最後になんて質問しやがるんだこの女神は、やばい……これが1番の黒歴史になる……!


「また、無言ですが……しょうがないですね。自分の欲に素直になる魔法をかけてあげますね!」


 パチンと音がなる


「はい、かけました!なんでも言っていいですよ!ご褒美あげちゃいます!」


あれ、意識がとお……く


魔法によって目がうつろうつろになる。


「ほら、早く!なんでもしてあげますよ?」


ナンデモ、シテクレル?


「サッキミタイニ、ヨシヨシ……シテホシイ」


これは、思いのほか効いてますね


「ふむふむ、ほかには?」


ホカニ、ホカニハ……ナニカ……アッ!


「ヒザマクラ……シテ…………ホシイ」


「ほぉ、いいですね!いいですよ!やってあげますとも、他にもあればもう一つくらいなら叶えてあげますよ?何か囁いて欲しい言葉とかありますか?」


……ホシイコトバ?


「スキッテ……イッテホシイ」


「ぐふ、ふふふ、そうですか……星君にそんな欲があったんですね!?これはこれは、全く私のこと好き過ぎじゃないですか。さて質問も終わりましたし早くこのおまじないを解いてあげないと」


パチンと再び音が鳴る


「星くーん、起きてください!」


「あれ、ヴィーナス様、おはようございます。もう朝ですか?」


「ありゃ、まだ寝ぼけてますね、ここは映画館で黒歴史上映会の途中ですよ」


映画館、黒歴史上映会?……黒歴史上映会!!


……夢じゃなかった、え、全部、現実?あの質問も夢じゃない、あれもこれも……


「起きてきましたね、全部、現実ですよ!ちゃんと星くんがやって欲しい事もやってあげますから、ほら、上映会の続きしますよ。
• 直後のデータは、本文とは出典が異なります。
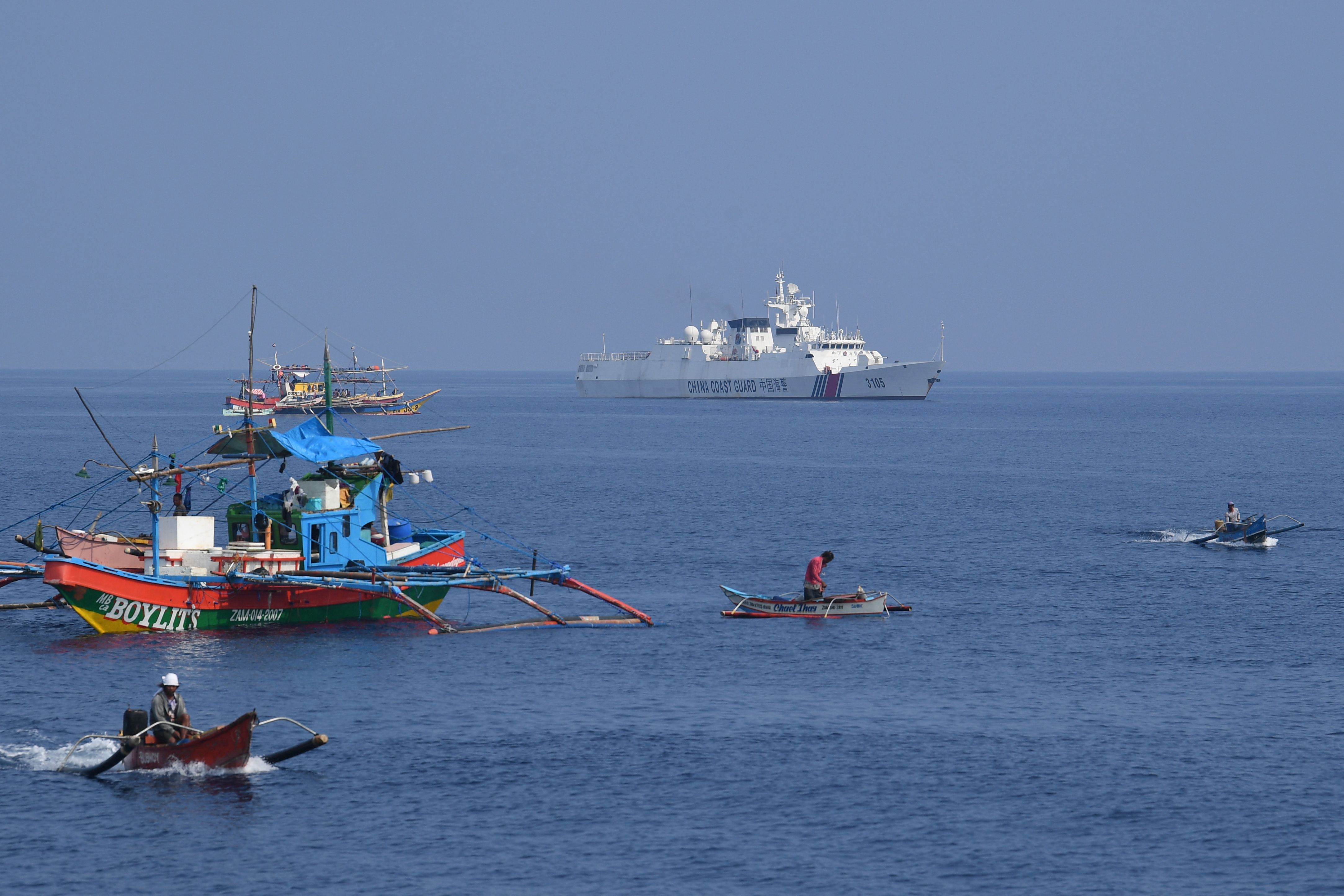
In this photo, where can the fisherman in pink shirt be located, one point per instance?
(814, 589)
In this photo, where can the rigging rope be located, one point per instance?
(248, 295)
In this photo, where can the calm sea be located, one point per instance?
(1081, 702)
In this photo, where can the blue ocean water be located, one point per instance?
(1079, 703)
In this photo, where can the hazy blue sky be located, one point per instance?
(1072, 186)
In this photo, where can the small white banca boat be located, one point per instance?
(763, 606)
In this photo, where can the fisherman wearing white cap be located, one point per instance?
(168, 706)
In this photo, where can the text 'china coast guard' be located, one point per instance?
(753, 358)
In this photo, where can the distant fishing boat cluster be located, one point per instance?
(297, 389)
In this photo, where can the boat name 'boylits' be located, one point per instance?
(140, 614)
(759, 358)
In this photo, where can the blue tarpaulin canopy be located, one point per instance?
(311, 441)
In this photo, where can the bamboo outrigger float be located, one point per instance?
(327, 550)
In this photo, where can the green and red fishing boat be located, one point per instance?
(324, 550)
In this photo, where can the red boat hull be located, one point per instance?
(225, 747)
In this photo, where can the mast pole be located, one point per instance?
(248, 425)
(327, 387)
(154, 511)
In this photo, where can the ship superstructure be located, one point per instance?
(756, 358)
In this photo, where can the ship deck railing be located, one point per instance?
(615, 356)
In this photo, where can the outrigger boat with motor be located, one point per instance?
(763, 606)
(220, 747)
(1254, 530)
(328, 550)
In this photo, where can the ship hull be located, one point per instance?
(112, 601)
(687, 378)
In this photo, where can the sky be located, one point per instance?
(1066, 187)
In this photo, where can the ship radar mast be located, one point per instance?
(790, 300)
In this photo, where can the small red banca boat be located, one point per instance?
(220, 747)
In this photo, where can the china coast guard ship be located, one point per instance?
(750, 358)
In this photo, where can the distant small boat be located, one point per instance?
(1254, 530)
(763, 606)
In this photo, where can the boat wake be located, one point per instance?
(34, 758)
(1183, 537)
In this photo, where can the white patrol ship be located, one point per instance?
(750, 358)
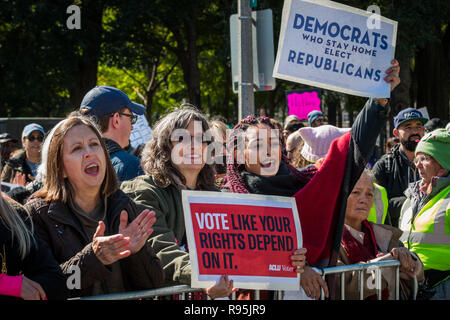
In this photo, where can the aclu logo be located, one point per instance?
(274, 267)
(279, 267)
(411, 115)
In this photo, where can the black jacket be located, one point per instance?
(395, 172)
(65, 236)
(16, 164)
(39, 265)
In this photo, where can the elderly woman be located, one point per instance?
(425, 215)
(364, 241)
(92, 228)
(28, 269)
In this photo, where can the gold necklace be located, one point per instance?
(3, 256)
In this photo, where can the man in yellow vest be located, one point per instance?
(425, 215)
(378, 212)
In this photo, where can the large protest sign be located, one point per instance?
(333, 46)
(248, 237)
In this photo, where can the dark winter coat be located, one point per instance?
(39, 265)
(395, 172)
(63, 233)
(126, 165)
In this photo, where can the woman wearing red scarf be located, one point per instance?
(363, 241)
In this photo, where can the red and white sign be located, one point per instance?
(248, 237)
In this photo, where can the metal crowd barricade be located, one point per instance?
(361, 268)
(183, 291)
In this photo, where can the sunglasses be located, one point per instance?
(133, 117)
(38, 138)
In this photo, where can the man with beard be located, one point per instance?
(395, 170)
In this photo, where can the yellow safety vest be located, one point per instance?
(380, 204)
(429, 234)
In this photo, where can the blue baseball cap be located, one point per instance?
(407, 115)
(29, 128)
(103, 100)
(313, 115)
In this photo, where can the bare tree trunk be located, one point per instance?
(85, 67)
(432, 65)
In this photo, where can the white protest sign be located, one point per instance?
(333, 46)
(248, 237)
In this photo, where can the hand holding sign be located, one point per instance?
(298, 260)
(392, 77)
(222, 289)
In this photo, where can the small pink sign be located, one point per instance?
(300, 104)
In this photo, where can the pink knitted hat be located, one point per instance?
(318, 140)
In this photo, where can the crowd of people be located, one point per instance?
(80, 198)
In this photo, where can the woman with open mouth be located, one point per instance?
(93, 229)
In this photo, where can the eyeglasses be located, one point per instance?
(38, 138)
(421, 158)
(133, 117)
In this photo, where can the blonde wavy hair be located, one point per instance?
(12, 220)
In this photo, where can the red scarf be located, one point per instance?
(319, 202)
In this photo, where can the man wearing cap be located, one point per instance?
(425, 215)
(22, 167)
(316, 118)
(7, 145)
(396, 170)
(115, 114)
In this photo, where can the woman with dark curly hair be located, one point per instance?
(258, 167)
(175, 160)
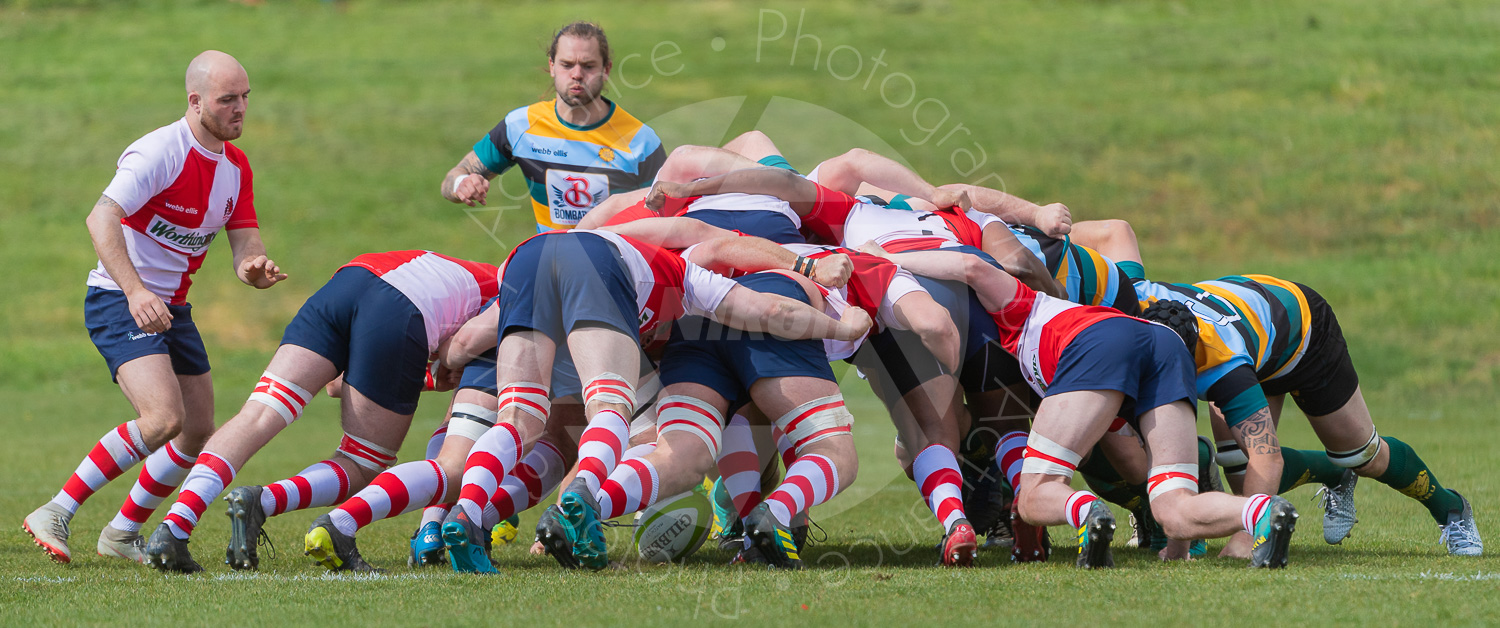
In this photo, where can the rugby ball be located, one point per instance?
(674, 528)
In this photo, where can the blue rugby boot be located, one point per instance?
(587, 532)
(467, 543)
(1274, 535)
(426, 546)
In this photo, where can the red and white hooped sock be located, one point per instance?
(395, 492)
(1077, 507)
(938, 477)
(491, 459)
(1010, 454)
(810, 480)
(1254, 508)
(321, 484)
(116, 453)
(740, 465)
(159, 477)
(632, 487)
(534, 477)
(207, 478)
(600, 447)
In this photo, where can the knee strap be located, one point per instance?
(816, 420)
(471, 420)
(680, 412)
(611, 388)
(528, 397)
(366, 454)
(1358, 457)
(1170, 477)
(1047, 457)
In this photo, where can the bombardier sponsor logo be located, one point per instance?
(180, 237)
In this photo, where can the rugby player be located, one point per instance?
(1260, 337)
(603, 296)
(575, 150)
(1092, 364)
(375, 322)
(174, 191)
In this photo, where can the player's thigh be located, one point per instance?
(1347, 427)
(1170, 433)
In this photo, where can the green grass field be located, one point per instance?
(1344, 144)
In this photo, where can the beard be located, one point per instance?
(584, 99)
(221, 131)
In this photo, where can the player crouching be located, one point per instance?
(1092, 364)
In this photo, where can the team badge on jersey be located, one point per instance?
(570, 195)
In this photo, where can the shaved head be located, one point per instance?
(218, 90)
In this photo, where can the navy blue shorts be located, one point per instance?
(480, 375)
(731, 361)
(557, 282)
(107, 314)
(1145, 361)
(771, 225)
(371, 333)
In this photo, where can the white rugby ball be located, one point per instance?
(674, 528)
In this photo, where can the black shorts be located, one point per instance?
(1325, 379)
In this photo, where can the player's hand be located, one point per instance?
(950, 197)
(471, 191)
(833, 270)
(260, 272)
(854, 324)
(1238, 546)
(1055, 219)
(149, 311)
(660, 192)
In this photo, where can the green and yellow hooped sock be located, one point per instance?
(1301, 466)
(1410, 475)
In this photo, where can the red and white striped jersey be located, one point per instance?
(447, 291)
(176, 197)
(1035, 328)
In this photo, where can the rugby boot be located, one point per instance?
(333, 549)
(1338, 508)
(1031, 543)
(581, 516)
(960, 544)
(555, 537)
(504, 531)
(1274, 535)
(1095, 535)
(48, 529)
(165, 552)
(114, 543)
(1461, 534)
(246, 528)
(773, 538)
(467, 543)
(426, 546)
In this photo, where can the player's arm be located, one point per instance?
(848, 171)
(1005, 248)
(771, 182)
(474, 337)
(612, 206)
(147, 309)
(251, 263)
(788, 318)
(1053, 219)
(992, 285)
(468, 182)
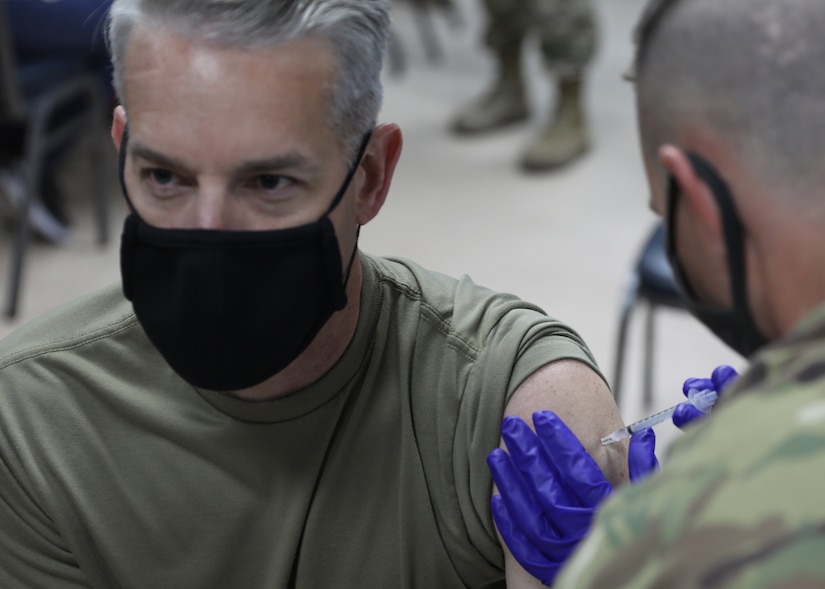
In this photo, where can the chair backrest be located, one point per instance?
(12, 105)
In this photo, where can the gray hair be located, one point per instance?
(750, 70)
(357, 30)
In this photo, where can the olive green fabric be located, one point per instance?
(740, 503)
(116, 473)
(566, 29)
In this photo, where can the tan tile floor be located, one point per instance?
(565, 241)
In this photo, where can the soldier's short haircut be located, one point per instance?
(752, 70)
(357, 31)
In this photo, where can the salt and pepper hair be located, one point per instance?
(356, 30)
(749, 70)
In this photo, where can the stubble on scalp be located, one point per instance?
(750, 72)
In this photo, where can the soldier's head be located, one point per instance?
(732, 126)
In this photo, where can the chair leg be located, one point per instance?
(650, 334)
(22, 236)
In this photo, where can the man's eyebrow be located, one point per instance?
(150, 155)
(291, 160)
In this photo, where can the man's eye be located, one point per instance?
(161, 177)
(271, 182)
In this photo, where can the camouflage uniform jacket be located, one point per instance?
(740, 502)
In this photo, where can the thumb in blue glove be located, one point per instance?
(722, 377)
(549, 489)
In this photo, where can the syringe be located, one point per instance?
(703, 400)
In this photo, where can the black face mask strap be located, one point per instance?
(121, 158)
(731, 227)
(361, 150)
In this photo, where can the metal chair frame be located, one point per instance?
(43, 132)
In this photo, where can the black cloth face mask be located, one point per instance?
(734, 326)
(229, 309)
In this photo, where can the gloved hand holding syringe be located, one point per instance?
(703, 400)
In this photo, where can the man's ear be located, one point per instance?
(378, 164)
(118, 126)
(693, 189)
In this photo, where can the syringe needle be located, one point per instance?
(702, 400)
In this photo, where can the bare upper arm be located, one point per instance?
(579, 396)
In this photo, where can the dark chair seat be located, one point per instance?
(51, 102)
(651, 282)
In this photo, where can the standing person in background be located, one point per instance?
(567, 33)
(732, 125)
(258, 403)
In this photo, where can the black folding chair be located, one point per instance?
(650, 283)
(53, 101)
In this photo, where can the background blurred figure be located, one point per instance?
(62, 36)
(568, 35)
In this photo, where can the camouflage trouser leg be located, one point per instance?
(566, 29)
(507, 24)
(568, 34)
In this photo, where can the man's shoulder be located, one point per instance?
(90, 318)
(444, 294)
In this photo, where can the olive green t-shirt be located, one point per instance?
(114, 472)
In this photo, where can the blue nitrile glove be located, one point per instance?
(549, 489)
(722, 376)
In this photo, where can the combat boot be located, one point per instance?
(503, 105)
(565, 138)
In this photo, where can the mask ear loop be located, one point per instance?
(121, 158)
(734, 243)
(361, 151)
(732, 227)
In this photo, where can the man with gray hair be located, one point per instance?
(732, 124)
(259, 404)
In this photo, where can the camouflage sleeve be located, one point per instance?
(738, 504)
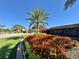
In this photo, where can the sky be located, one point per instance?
(15, 12)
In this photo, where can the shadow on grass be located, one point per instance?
(8, 53)
(4, 51)
(12, 54)
(14, 38)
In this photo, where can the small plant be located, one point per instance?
(50, 46)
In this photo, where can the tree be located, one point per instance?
(69, 3)
(38, 19)
(17, 28)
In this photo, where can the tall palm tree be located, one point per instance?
(69, 3)
(38, 18)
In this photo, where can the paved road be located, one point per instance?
(14, 35)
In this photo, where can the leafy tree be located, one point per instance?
(38, 19)
(69, 3)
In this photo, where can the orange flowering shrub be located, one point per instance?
(50, 45)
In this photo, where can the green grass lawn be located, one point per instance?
(8, 47)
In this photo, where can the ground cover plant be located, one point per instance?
(50, 46)
(8, 48)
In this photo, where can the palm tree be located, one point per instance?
(38, 18)
(69, 3)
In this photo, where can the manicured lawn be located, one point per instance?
(7, 46)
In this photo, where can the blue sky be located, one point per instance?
(14, 12)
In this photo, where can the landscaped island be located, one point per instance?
(45, 46)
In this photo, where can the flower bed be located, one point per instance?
(51, 46)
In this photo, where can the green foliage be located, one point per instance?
(30, 52)
(8, 48)
(38, 19)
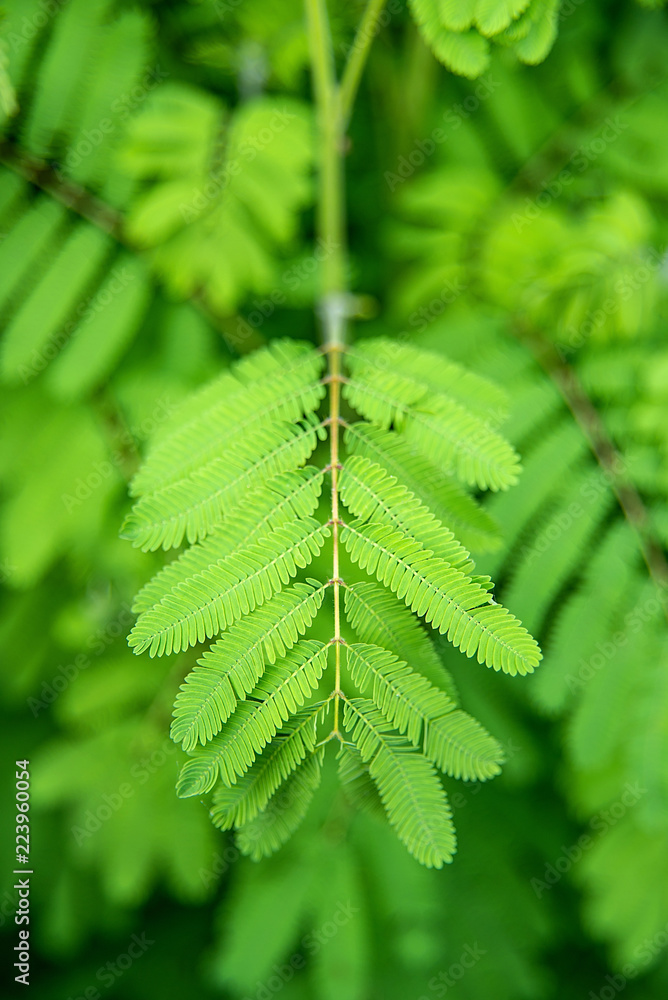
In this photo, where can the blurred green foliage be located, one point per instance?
(156, 221)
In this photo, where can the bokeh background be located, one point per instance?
(156, 222)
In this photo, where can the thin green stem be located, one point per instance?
(352, 74)
(330, 203)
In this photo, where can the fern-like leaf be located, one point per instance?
(232, 667)
(415, 803)
(449, 600)
(451, 739)
(240, 803)
(282, 690)
(270, 829)
(208, 602)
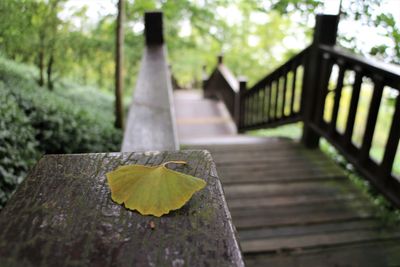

早く膝の上に乗ってください」


ぽんぽんと太ももを叩きこちらにくるように催促する。


ダメだ、恥ずかしくて顔見れない、今は、素直に従ったほうが身のためか


「わかりました、今、行きマす」



力なく答え、ヴィーナスの元へ向かい、ヴィーナス様の膝の上に座った。


まだ、頭がぼーっとする、なんだろうこれ……?


「ヴィーナス様、その重くないデスか?」


「何、女の子みたいなこと言っているんですか?大丈夫ですよ。軽くなる魔法かけましたから!どうですか?私の膝の上は……」



「ト……テモ、安心します。」


あれ勝手に言葉がなんで?


「あっ、ごめんなさい……おまじないの効果が残ってますね。解除します!」


頭のなかの霧が完全に晴れる。


えっ、今のも本心!? 嘘だろ、おれ


「可愛いこと言ってましたね〜?」


涙目になりながら訴える



「……もう今日は良くないですか?もう散々な目に遭ってますよ、許してください。」


「そんな可愛い顔してもだめですよ?でも続きが気になるのでそこは譲れないですね、そもそも星くんが逃げるからこんなに長引いているんですよ?」


「俺のせいですか?」

「あなたのせいです!」


即答かよ!


優雅にポップコーンを食べ、ぐったりしている俺にささやく。


「ポップコーン食べさせてあげましょうか?」


「いいえ、もうお腹いっぱいです。」


――この映画、エンドロールが流れる日は来ないのかもしれない。